Other common unsafe behaviors drivers admitted to included speeding (24%) and sending text messages while driving (9%). Given that these behaviors are widely acknowledged to be unsafe — speeding alone causes almost 10,000 annual fatalities — it's surprising that respondents admitted to them while simultaneously rating themselves as very safe drivers. According to the National Highway Traffic Safety Administration, there are approximately 481,000 passenger vehicles being driven by someone using a cell phone at any given time. These and other distracted behaviors can lead to deadly consequences.
Esurance uses technology to help drivers stay safe
Overall, our survey showed that Americans consider themselves to be safe drivers, but often don't recognize that the things they are doing behind the wheel are inherently unsafe. To bridge this gap, Esurance is helping drivers better understand which of their own driving behaviors are risky so they can improve.
For example, to get a more accurate idea of how safely you're driving, Esurance offers DriveSense®, a mobile app that tracks your driving behaviors. DriveSense logs your driving patterns, and gives you trip tips and weekly recaps. It tells you when your driving is awesome. And also when it's not so awesome. But not in a judgy way. Just as a heads up to help you drive safer.
As an added plus, if you're an Esurance customer, you can earn a discount on your insurance policy based on how safely you drive.* Basically, the safer you drive, the more you could save.

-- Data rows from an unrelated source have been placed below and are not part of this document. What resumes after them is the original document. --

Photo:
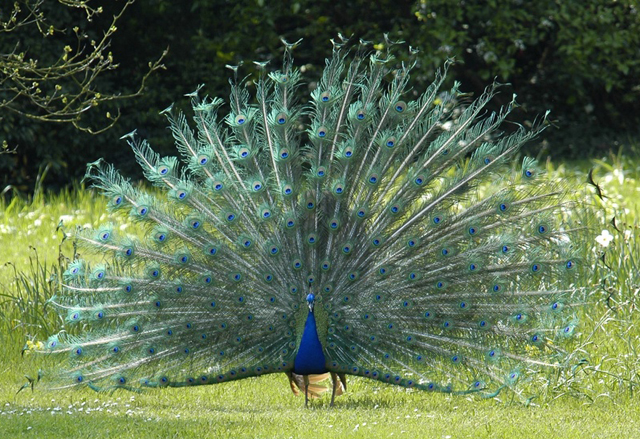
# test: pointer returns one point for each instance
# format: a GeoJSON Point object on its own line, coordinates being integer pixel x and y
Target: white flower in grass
{"type": "Point", "coordinates": [604, 238]}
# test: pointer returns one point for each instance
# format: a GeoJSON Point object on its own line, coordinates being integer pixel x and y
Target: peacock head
{"type": "Point", "coordinates": [311, 298]}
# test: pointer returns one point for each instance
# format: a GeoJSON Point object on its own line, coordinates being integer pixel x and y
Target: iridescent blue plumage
{"type": "Point", "coordinates": [310, 357]}
{"type": "Point", "coordinates": [436, 262]}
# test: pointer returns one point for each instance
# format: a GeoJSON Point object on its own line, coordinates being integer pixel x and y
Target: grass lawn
{"type": "Point", "coordinates": [265, 408]}
{"type": "Point", "coordinates": [598, 402]}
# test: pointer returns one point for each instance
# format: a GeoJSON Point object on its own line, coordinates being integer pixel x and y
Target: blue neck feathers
{"type": "Point", "coordinates": [310, 358]}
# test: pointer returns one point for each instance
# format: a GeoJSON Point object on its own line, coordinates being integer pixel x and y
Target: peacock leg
{"type": "Point", "coordinates": [343, 380]}
{"type": "Point", "coordinates": [334, 380]}
{"type": "Point", "coordinates": [306, 390]}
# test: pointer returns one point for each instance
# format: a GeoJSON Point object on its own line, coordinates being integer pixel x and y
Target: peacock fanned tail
{"type": "Point", "coordinates": [432, 259]}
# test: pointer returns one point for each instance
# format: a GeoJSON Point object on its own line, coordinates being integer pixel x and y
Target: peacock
{"type": "Point", "coordinates": [367, 230]}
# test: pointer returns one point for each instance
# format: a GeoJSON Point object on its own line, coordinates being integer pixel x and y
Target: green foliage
{"type": "Point", "coordinates": [577, 58]}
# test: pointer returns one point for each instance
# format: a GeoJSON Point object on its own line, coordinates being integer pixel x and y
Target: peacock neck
{"type": "Point", "coordinates": [310, 357]}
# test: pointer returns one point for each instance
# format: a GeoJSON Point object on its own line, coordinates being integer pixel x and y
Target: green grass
{"type": "Point", "coordinates": [595, 399]}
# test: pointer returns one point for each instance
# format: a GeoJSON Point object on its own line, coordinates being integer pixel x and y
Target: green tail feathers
{"type": "Point", "coordinates": [436, 261]}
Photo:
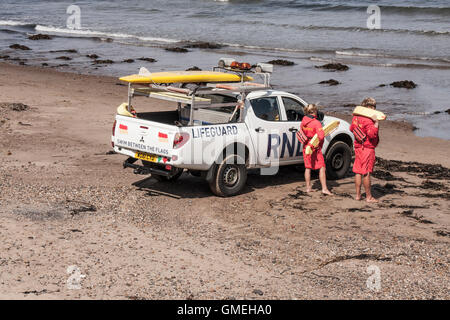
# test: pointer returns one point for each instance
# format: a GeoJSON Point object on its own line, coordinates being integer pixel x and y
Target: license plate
{"type": "Point", "coordinates": [146, 157]}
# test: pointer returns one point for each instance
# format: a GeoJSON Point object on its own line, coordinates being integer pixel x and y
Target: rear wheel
{"type": "Point", "coordinates": [229, 176]}
{"type": "Point", "coordinates": [338, 160]}
{"type": "Point", "coordinates": [171, 178]}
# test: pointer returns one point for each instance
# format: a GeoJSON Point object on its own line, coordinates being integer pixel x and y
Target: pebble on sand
{"type": "Point", "coordinates": [19, 47]}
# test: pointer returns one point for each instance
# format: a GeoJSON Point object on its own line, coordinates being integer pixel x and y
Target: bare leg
{"type": "Point", "coordinates": [323, 181]}
{"type": "Point", "coordinates": [367, 187]}
{"type": "Point", "coordinates": [308, 180]}
{"type": "Point", "coordinates": [358, 182]}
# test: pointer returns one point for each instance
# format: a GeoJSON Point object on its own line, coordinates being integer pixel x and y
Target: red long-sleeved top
{"type": "Point", "coordinates": [368, 127]}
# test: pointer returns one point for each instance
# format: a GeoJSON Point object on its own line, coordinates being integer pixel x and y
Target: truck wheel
{"type": "Point", "coordinates": [338, 160]}
{"type": "Point", "coordinates": [229, 176]}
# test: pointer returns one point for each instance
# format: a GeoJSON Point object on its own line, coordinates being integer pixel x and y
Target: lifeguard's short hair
{"type": "Point", "coordinates": [369, 102]}
{"type": "Point", "coordinates": [310, 109]}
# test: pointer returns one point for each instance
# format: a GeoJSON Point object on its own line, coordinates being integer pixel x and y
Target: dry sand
{"type": "Point", "coordinates": [64, 201]}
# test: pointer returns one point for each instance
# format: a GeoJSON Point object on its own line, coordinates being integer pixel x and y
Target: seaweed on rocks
{"type": "Point", "coordinates": [18, 47]}
{"type": "Point", "coordinates": [151, 60]}
{"type": "Point", "coordinates": [177, 49]}
{"type": "Point", "coordinates": [281, 62]}
{"type": "Point", "coordinates": [40, 37]}
{"type": "Point", "coordinates": [407, 84]}
{"type": "Point", "coordinates": [204, 45]}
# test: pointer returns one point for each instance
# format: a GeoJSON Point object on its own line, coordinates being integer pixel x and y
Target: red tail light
{"type": "Point", "coordinates": [180, 140]}
{"type": "Point", "coordinates": [114, 132]}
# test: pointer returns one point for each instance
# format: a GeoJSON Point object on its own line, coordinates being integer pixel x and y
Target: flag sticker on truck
{"type": "Point", "coordinates": [162, 137]}
{"type": "Point", "coordinates": [123, 129]}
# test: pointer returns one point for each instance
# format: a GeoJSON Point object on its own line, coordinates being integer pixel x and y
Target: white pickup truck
{"type": "Point", "coordinates": [221, 133]}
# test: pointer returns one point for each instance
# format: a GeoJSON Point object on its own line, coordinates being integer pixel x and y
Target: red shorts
{"type": "Point", "coordinates": [364, 161]}
{"type": "Point", "coordinates": [315, 160]}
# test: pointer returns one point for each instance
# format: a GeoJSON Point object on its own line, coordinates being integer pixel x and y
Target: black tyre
{"type": "Point", "coordinates": [229, 177]}
{"type": "Point", "coordinates": [174, 177]}
{"type": "Point", "coordinates": [338, 160]}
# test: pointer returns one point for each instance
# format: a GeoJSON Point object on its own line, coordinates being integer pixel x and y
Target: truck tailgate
{"type": "Point", "coordinates": [144, 135]}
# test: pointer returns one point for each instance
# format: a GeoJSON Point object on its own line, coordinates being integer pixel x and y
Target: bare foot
{"type": "Point", "coordinates": [372, 200]}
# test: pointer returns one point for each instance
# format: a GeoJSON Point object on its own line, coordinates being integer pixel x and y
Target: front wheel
{"type": "Point", "coordinates": [338, 160]}
{"type": "Point", "coordinates": [229, 177]}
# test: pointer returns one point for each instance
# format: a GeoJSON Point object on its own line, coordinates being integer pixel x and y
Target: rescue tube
{"type": "Point", "coordinates": [327, 130]}
{"type": "Point", "coordinates": [369, 113]}
{"type": "Point", "coordinates": [122, 110]}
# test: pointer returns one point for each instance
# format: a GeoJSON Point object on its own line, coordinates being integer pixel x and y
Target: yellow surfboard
{"type": "Point", "coordinates": [369, 113]}
{"type": "Point", "coordinates": [185, 77]}
{"type": "Point", "coordinates": [327, 130]}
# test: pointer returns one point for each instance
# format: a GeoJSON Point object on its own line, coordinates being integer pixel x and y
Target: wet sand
{"type": "Point", "coordinates": [65, 201]}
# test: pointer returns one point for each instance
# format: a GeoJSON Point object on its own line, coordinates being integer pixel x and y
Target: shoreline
{"type": "Point", "coordinates": [65, 200]}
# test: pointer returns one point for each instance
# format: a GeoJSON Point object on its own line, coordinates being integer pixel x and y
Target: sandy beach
{"type": "Point", "coordinates": [65, 200]}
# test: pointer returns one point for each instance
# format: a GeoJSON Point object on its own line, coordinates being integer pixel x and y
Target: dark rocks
{"type": "Point", "coordinates": [204, 45]}
{"type": "Point", "coordinates": [407, 84]}
{"type": "Point", "coordinates": [281, 62]}
{"type": "Point", "coordinates": [423, 170]}
{"type": "Point", "coordinates": [40, 37]}
{"type": "Point", "coordinates": [330, 82]}
{"type": "Point", "coordinates": [19, 47]}
{"type": "Point", "coordinates": [258, 292]}
{"type": "Point", "coordinates": [63, 58]}
{"type": "Point", "coordinates": [177, 49]}
{"type": "Point", "coordinates": [427, 184]}
{"type": "Point", "coordinates": [103, 61]}
{"type": "Point", "coordinates": [334, 67]}
{"type": "Point", "coordinates": [65, 51]}
{"type": "Point", "coordinates": [194, 68]}
{"type": "Point", "coordinates": [151, 60]}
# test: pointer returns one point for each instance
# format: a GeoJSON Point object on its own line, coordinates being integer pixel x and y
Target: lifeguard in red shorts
{"type": "Point", "coordinates": [315, 161]}
{"type": "Point", "coordinates": [367, 129]}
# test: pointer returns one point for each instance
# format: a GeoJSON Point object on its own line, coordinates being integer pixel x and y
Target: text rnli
{"type": "Point", "coordinates": [211, 132]}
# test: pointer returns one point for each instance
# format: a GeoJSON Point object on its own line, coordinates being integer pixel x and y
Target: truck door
{"type": "Point", "coordinates": [266, 129]}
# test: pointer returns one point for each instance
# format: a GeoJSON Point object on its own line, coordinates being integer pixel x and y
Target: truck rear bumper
{"type": "Point", "coordinates": [138, 169]}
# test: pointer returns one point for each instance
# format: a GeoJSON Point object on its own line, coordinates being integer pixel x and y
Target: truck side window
{"type": "Point", "coordinates": [266, 108]}
{"type": "Point", "coordinates": [294, 109]}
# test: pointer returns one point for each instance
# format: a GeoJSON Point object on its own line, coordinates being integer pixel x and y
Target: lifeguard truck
{"type": "Point", "coordinates": [223, 123]}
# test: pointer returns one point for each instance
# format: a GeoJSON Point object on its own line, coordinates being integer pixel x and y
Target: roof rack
{"type": "Point", "coordinates": [189, 95]}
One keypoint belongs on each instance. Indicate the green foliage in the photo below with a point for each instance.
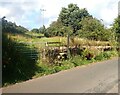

In addition to signing up for DriveSense (which you can get even if you're not an Esurance customer), there are several simple changes you can make to become a safer driver, including:
- Put your phone on do not disturb or turn it off completely while driving.
- Plan to eat before or after driving.
- Create a car playlist with a run-time long enough for your drive, and put it on before you begin driving.
- Plan your route beforehand to avoid having to change the navigation. If you must change your route, pull over first.
- Store all items that could roll around in your glove compartment or trunk to avoid the need to reach for them.
- Secure all pets and children in place before you get on the road.
At Esurance, we're committed to making our roads safer — all while making insurance surprisingly painless.
NSC | Confused.com | CDC | NHTSA 1, 2 | Decide to Drive | Forbes
This study consisted of two survey questions conducted using Google Surveys. The sample consisted of no less than 1,000 completed responses per question. Post-stratification weighting has been applied to ensure an accurate and reliable representation of the total population. The survey ran during March 2019.